Green, who is Member of Parliament for the farm-rich St Elizabeth South Western constituency, said the ministry is prepared to support farmers.

“Our plan is to look at the funds that we have available in our production incentive programme and redirect some of those funds into providing quick and substantial assistance to our farmers, but first we need to assess the extent of the damage and then to see what funds we have available to provide support,” he said.

He is confident that despite the challenging times facing the sector with the onset of the coronavirus pandemic, coupled with the impact of the rain, farmers will bounce back.

“I think our farmers are aware that, as far as possible, the ministry stands ready to support them. We know this is a very trying time for our farmers, especially with all that has [been] happening in relation to COVID-19, so the rains have really come at the worst possible time. But we also know that our farmers are resilient and that we will work together to ensure that we will get over this and to ensure that, as quickly as possible, our farmers can be back out into the field,” Green said.

His comments came hours after the Jamaica Observer spoke with farmers in the New Forest/Duff House area of Manchester Southern, which has hundreds of farmers, many of whom have been severely impacted by flooding.

Farm workers Sheldon Simpson and Wayne Ashman told the Business Observer on Monday that a section of their farm reserved for growing thyme was severely impacted.

“The water run off the road and into the garden. It push weh everything...Everything gone a gully,” Simpson said.

“Thyme is $350 a pound and see it deh, everything gone.

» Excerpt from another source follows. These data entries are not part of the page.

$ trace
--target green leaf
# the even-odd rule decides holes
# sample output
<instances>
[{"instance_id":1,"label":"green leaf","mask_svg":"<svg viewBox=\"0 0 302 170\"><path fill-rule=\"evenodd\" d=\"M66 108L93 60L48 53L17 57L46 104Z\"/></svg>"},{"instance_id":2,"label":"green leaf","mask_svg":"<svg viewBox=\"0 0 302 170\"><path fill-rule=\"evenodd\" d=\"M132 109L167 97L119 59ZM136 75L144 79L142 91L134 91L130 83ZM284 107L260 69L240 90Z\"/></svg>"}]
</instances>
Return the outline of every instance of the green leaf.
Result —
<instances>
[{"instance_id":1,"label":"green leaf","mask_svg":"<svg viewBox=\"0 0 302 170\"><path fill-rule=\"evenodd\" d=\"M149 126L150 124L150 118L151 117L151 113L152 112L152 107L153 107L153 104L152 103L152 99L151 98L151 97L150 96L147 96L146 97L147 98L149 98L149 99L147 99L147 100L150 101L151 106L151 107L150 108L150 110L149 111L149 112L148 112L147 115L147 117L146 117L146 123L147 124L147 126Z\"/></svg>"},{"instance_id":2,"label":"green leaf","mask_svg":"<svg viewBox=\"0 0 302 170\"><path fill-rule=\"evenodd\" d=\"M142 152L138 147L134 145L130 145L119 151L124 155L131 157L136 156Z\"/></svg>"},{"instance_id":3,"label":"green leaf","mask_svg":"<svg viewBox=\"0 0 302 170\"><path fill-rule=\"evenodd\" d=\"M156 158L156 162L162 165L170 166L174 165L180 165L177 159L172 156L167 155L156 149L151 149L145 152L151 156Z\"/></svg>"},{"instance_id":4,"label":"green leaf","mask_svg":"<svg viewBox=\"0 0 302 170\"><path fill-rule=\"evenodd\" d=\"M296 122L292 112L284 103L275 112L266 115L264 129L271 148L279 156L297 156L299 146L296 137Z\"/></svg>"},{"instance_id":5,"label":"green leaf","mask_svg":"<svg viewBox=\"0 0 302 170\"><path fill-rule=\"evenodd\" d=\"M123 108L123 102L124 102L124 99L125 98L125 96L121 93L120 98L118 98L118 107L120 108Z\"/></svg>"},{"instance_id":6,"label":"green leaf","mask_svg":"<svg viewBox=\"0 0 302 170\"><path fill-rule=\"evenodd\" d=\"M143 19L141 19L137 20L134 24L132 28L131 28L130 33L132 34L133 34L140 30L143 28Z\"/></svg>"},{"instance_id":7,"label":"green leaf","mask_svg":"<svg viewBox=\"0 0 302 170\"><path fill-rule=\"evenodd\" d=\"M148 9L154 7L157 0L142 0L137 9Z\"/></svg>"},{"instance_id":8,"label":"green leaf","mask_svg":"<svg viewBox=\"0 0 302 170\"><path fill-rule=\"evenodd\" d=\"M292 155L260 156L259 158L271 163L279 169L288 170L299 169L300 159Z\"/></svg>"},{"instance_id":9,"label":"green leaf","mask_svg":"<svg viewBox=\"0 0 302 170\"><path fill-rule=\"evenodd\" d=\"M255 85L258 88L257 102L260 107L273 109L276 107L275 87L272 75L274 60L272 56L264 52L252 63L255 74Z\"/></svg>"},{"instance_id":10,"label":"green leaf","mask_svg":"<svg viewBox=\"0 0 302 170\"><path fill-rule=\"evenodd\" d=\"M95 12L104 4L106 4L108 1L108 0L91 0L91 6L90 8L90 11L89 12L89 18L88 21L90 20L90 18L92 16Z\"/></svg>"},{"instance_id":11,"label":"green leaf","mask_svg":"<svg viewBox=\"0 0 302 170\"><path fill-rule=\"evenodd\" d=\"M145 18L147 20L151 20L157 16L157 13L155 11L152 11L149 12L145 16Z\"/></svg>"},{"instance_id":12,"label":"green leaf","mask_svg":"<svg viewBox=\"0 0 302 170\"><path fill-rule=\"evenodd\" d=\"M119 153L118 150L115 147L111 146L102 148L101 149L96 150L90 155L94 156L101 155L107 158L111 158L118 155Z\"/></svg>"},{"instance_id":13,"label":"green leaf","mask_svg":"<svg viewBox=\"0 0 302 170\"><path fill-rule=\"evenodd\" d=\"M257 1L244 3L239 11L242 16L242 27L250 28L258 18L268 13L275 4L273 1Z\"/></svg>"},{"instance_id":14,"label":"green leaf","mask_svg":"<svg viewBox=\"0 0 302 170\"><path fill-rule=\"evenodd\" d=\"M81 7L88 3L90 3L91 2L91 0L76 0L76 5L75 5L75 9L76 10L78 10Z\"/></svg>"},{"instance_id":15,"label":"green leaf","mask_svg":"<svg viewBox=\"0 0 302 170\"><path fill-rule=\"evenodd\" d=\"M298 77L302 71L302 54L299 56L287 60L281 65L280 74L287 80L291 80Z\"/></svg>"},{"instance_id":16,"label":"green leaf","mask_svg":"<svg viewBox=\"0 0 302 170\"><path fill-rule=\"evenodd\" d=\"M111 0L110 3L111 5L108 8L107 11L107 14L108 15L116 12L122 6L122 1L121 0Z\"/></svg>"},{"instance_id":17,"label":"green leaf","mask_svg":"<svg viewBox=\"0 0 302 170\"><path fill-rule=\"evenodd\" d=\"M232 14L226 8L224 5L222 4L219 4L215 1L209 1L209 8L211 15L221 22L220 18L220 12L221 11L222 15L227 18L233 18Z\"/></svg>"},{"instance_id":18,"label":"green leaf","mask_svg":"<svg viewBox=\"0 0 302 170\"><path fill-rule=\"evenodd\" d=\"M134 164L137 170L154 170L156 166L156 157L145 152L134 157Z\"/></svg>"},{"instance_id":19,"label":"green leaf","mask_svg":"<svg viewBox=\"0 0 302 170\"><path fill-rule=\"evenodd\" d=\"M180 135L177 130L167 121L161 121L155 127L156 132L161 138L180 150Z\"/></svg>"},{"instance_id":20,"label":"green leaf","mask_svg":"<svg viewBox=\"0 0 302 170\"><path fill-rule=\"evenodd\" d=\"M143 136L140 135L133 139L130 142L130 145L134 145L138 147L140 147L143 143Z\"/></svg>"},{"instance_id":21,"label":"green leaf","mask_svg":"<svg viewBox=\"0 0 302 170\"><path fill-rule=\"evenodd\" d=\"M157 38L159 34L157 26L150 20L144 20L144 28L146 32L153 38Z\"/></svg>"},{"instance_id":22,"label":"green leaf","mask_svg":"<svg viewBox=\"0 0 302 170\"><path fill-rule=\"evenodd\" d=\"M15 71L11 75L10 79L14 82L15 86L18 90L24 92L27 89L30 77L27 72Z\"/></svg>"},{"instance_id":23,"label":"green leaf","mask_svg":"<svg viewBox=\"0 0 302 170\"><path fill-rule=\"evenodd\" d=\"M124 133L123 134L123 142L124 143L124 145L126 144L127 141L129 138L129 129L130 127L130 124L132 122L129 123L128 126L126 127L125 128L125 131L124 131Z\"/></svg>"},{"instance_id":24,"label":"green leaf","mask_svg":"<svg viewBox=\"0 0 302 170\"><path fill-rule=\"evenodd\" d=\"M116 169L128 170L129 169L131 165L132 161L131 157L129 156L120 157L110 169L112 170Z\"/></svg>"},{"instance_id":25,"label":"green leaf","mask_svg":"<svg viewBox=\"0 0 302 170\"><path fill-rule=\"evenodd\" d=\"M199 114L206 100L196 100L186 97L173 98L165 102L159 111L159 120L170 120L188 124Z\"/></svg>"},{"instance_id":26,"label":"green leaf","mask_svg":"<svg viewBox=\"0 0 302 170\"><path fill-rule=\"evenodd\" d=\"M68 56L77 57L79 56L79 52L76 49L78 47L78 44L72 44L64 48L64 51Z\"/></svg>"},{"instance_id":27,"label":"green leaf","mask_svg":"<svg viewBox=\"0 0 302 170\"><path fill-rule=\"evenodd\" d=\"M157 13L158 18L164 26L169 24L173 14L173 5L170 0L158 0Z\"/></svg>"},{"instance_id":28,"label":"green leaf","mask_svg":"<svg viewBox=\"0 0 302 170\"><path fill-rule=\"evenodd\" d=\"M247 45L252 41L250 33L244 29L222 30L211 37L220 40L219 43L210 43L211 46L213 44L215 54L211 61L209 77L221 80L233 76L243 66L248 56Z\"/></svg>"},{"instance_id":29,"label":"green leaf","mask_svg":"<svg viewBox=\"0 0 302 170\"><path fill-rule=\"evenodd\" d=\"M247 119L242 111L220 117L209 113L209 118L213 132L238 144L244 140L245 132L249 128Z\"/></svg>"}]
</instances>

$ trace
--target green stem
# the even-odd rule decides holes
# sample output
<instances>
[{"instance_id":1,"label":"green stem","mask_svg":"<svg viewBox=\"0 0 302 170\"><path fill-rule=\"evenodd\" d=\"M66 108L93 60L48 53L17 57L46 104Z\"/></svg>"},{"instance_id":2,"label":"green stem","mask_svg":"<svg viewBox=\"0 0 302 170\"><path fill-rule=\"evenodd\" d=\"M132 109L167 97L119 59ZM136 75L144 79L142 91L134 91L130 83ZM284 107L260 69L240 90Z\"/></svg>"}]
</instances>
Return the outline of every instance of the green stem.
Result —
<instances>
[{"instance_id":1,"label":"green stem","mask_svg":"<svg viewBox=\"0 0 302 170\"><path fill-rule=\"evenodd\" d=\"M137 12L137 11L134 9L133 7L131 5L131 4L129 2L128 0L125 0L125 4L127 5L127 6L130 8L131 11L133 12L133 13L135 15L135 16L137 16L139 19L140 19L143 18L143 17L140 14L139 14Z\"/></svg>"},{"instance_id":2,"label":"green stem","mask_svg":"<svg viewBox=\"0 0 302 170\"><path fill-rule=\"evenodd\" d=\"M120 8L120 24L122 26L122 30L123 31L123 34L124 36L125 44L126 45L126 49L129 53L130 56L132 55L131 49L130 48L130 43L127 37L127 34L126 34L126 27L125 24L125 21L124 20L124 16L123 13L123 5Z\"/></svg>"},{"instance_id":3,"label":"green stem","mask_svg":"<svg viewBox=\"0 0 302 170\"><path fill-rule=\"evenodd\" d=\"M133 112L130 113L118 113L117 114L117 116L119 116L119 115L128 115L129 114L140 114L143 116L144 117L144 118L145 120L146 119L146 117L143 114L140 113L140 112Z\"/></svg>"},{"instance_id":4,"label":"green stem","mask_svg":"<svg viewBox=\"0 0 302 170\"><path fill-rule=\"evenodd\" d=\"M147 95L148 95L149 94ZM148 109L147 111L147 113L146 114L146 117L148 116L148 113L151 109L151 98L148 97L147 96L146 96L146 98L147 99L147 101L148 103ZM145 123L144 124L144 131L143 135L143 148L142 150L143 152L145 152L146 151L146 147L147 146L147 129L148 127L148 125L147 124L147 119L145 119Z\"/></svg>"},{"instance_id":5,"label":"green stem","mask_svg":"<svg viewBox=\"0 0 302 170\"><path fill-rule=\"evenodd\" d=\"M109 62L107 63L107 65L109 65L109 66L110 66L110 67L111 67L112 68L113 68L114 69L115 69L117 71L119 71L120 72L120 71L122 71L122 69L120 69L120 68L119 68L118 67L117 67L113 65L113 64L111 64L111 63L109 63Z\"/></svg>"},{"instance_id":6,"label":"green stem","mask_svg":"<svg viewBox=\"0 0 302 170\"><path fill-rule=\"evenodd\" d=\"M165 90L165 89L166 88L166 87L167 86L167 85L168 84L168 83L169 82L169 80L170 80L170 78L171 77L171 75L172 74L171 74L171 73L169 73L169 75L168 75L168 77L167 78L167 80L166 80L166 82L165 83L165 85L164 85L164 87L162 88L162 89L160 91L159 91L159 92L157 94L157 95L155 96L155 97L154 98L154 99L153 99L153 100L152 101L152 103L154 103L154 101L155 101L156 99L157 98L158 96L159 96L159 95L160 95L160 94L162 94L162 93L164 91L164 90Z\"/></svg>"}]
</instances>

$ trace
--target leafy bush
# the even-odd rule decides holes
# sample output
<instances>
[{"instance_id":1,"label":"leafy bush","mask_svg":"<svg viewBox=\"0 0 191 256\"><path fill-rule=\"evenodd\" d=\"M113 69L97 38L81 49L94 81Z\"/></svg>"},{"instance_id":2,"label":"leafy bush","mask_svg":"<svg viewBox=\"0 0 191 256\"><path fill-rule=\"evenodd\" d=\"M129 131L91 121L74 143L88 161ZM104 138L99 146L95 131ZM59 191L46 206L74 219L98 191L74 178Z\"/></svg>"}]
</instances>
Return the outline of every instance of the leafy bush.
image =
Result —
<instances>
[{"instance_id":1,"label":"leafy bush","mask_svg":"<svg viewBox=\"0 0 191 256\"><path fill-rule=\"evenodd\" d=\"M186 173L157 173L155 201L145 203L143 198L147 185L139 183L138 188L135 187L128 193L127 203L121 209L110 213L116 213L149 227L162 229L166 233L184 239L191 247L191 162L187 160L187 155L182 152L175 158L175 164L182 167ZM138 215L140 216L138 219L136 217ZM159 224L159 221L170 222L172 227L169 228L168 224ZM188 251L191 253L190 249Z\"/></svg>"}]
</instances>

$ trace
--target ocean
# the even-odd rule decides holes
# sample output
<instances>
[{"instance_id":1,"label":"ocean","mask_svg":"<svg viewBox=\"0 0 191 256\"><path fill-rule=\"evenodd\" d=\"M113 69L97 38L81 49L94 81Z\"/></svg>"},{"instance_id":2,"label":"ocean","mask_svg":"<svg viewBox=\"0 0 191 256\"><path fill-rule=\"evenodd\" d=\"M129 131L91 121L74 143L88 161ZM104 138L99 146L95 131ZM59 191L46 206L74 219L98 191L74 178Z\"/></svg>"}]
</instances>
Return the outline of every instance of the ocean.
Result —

A $5,000 you have to pay a day to plant it, so it is a big loss. One garden of melon over deh suh, it done wid. Every week a $40,000 to spray it. Right now, a strong faith we have mek wi deh yah this morning. We mash up right now,” Ashman stressed.

Farmer Stafford Banton, who plants scallion, thyme, sweet potato, and cassava, is pleading for assistance from the Government.

“Every sweet cassava mash up and dem never ready. A whole heap a lick wi a get. It nuh mek sense RADA come and give we a small bag of fertiliser [because] that cyaa help we yah suh. This yah time yah, dem haffi dig deep and come wid some good assistance fi we the farmers,” he said.

“If dem nuh assist wi, the country a go collapse, because there is nothing a go deh fi go a market. Here suh inna New Forest send the most produce go a Coronation Market and supply hotel chain. Wi a lef everything inna the hands of the Government,” he went on.

In the neighbouring community of Duff House, Vancliff Simpson said he and his family lost two and a half acres of crops to floodwaters.

“The floodwater come down and cover everything. We did have thyme, scallion, cabbage, and cucumber on two and a half acres. From 1986 we affected every time it floods. The water come down from Dunder Hill and Comma Pen to down here,” he said.

“It is a hard bounce back because everything mash up yah suh,” he added.

Communities in southern Manchester and the neighbouring southern St Elizabeth are among the top suppliers of Jamaica's domestic farm produce.